Data visualization using ggplot2

Published

September 30, 2024

Introduction

In this practical, you will conduct an exploratory data analysis, to investigate the relationship between portion size and nutritional value of the items sold at McDonald’s. To do this, you will need to use ggplot2 and tidyverse, as you did in the previous practical, and we will also use the GGally package.

library(tidyverse)
library(GGally)

The dataset used contains information on the McDonald’s menu and can be downloaded here. Download the file and put it in your data folder. The original source of the data is on Kaggle.

Loading the data into R

To load the data from a separate file, use read_csv() from the tidyverse. We assign the data to a variable called menu.

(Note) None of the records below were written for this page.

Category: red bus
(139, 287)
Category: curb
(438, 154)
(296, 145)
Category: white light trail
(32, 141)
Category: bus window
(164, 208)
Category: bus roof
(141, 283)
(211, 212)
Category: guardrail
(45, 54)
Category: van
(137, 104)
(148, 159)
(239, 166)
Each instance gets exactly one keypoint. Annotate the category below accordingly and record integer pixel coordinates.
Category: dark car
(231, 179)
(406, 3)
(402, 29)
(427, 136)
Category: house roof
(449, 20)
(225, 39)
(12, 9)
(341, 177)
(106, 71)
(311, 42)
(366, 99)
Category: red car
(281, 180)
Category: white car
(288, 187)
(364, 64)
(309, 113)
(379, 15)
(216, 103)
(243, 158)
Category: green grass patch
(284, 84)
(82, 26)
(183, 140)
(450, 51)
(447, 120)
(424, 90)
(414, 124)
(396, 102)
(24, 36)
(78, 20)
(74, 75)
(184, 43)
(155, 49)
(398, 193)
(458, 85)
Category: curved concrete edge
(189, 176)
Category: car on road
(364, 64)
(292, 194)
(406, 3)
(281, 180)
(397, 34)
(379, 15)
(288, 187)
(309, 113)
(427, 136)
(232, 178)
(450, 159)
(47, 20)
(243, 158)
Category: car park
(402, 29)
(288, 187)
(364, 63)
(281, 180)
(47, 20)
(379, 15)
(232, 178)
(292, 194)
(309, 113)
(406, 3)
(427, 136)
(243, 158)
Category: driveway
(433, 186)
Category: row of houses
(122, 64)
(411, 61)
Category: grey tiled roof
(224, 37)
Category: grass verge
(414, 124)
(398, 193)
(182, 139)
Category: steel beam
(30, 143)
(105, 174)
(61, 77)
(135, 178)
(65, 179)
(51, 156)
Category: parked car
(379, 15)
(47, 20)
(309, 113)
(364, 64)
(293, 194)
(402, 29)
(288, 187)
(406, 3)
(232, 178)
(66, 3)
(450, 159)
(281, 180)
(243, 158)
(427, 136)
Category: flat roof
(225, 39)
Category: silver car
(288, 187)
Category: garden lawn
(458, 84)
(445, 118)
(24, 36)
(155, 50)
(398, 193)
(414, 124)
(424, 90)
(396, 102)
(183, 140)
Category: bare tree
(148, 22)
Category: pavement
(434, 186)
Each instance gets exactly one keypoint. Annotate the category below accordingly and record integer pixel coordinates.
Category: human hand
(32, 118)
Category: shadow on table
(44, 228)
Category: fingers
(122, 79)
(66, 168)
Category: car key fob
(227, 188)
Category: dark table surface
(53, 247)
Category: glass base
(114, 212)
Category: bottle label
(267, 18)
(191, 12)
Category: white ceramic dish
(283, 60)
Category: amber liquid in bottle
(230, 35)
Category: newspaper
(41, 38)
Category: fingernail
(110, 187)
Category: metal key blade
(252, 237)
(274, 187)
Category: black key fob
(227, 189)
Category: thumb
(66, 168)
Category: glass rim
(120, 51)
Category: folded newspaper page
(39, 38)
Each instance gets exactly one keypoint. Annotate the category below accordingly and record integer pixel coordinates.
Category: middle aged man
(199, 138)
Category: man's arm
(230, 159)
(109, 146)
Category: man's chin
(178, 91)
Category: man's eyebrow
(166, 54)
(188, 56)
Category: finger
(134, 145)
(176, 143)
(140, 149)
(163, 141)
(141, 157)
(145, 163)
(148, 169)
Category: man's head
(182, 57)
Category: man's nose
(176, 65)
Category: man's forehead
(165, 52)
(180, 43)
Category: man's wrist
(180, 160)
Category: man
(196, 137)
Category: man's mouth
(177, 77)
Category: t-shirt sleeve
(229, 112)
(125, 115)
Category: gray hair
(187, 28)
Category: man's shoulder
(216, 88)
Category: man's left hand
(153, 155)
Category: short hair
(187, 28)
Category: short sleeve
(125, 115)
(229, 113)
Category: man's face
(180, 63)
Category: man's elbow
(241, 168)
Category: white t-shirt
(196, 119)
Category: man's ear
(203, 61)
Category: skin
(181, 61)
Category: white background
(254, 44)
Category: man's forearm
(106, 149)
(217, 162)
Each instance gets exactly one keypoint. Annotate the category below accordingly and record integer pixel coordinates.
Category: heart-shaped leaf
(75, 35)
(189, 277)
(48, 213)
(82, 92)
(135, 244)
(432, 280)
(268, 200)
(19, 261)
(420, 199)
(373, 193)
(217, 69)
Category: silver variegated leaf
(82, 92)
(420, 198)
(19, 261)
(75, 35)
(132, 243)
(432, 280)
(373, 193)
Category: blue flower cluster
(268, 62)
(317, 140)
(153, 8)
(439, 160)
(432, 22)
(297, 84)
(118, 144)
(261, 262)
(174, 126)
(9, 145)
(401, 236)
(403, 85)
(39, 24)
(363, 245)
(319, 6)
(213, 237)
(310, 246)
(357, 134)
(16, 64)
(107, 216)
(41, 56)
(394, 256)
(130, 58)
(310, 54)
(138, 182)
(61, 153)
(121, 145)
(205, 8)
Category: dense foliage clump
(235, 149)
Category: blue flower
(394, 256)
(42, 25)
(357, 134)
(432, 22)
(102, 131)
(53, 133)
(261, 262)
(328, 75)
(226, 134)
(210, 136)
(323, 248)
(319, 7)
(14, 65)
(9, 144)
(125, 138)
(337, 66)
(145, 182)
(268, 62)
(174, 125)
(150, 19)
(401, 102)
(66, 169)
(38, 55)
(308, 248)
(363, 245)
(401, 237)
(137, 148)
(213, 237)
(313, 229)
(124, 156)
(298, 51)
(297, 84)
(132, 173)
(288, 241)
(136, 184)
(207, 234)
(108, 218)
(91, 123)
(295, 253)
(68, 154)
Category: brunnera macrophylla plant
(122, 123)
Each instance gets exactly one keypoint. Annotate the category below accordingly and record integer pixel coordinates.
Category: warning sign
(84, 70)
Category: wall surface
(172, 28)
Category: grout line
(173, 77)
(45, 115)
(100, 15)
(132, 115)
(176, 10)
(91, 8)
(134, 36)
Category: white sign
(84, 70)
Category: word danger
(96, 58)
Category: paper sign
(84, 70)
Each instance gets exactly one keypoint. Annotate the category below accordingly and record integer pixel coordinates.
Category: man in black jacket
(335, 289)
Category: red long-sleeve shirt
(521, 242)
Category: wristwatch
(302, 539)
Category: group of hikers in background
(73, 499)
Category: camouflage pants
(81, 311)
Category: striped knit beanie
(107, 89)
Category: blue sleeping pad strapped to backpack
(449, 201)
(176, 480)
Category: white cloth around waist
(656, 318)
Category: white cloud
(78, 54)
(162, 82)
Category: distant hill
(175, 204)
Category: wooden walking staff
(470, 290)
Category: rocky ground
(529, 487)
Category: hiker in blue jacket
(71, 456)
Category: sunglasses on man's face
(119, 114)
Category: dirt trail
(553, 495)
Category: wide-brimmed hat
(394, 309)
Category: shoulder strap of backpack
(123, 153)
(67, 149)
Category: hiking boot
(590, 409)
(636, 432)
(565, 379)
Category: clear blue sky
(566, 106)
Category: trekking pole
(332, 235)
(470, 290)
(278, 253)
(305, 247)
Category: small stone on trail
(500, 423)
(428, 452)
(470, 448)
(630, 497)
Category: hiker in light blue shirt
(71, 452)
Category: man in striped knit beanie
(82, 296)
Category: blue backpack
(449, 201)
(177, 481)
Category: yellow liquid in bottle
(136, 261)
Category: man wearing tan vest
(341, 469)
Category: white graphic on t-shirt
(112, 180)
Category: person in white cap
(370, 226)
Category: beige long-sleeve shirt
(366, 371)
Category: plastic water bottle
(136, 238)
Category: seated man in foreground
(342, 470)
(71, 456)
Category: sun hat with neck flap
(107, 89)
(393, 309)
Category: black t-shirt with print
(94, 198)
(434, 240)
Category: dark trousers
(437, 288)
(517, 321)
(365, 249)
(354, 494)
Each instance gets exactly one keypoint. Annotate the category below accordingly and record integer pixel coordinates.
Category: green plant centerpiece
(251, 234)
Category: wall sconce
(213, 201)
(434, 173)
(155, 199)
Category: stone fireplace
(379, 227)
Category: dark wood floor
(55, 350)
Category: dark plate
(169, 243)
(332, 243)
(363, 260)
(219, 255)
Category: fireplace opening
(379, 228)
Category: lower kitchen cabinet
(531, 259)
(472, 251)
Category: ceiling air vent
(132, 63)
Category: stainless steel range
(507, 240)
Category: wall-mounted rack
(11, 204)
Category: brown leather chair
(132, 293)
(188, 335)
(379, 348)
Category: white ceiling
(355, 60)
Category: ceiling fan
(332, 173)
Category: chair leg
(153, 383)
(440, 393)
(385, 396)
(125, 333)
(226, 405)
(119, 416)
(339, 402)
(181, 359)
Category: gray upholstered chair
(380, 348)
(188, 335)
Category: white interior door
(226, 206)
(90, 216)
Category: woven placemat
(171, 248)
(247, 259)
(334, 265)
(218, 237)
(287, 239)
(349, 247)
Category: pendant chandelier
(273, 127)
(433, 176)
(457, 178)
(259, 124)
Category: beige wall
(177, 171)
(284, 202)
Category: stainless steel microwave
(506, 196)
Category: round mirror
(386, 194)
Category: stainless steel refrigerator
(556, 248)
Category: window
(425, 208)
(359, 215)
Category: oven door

menu <- read_csv("data/menu.csv")

You can also load data directly from a URL instead of from a local file! You can try it with this url: https://infomdwr.nl/labs/week_5/1_data_visualization_2/data/menu.csv

A first impression of the data

Before you start the analysis, a good first step is to get a sense of what the dataset looks like, especially when you import data from a separate file. You want to make sure that the dataset is imported correctly.

# Get an idea of what the menu dataset looks like
head(menu)
glimpse(menu)

You can see that the variable indicating the serving size is of a very inconvenient form. To transform this variable into a numeric variable indicating the serving size in grams (food) or milliliters (drinks), you can run the code below. You can also try to recode it yourself of course!

# Transformation drinks
drink_fl <- menu |> 
  filter(str_detect(`Serving Size`, " fl oz.*")) |> 
  mutate(`Serving Size` = str_remove(`Serving Size`, " fl oz.*")) |> 
  mutate(`Serving Size` = as.numeric(`Serving Size`) * 29.5735)

drink_carton <- menu |> 
  filter(str_detect(`Serving Size`, "carton")) |> 
  mutate(`Serving Size` = str_extract(`Serving Size`, "[0-9]{2,3}")) |> 
  mutate(`Serving Size` = as.numeric(`Serving Size`))

# Transformation food
food <-  menu |> 
  filter(str_detect(`Serving Size`, "g")) |> 
  mutate(`Serving Size` = str_extract(`Serving Size`, "(?<=\\()[0-9]{2,4}")) |> 
  mutate(`Serving Size` = as.numeric(`Serving Size`))

# Add Type variable indicating whether an item is food or a drink 
menu_tidy <-  
  bind_rows(drink_fl, drink_carton, food) |> 
  mutate(
   Type = case_when(
     as.character(Category) == 'Beverages' ~ 'Drinks',
     as.character(Category) == 'Coffee & Tea' ~ 'Drinks',
     as.character(Category) == 'Smoothies & Shakes' ~ 'Drinks',
     TRUE ~ 'Food'
   )
  )
1. After you ran the code, check the structure of the data once again, what type of variable is ‘Serving Size’ now, and what was it before you ran the code?
# The variable type of `Serving Size` is numeric, before running the code it was a character variable.

Variation

The first type of questions in visual EDA concern the variation in the data. As you can see, the items are categorized into different product groups. To get an idea of the variation among item categories and nutritional value, several visualisations can be made.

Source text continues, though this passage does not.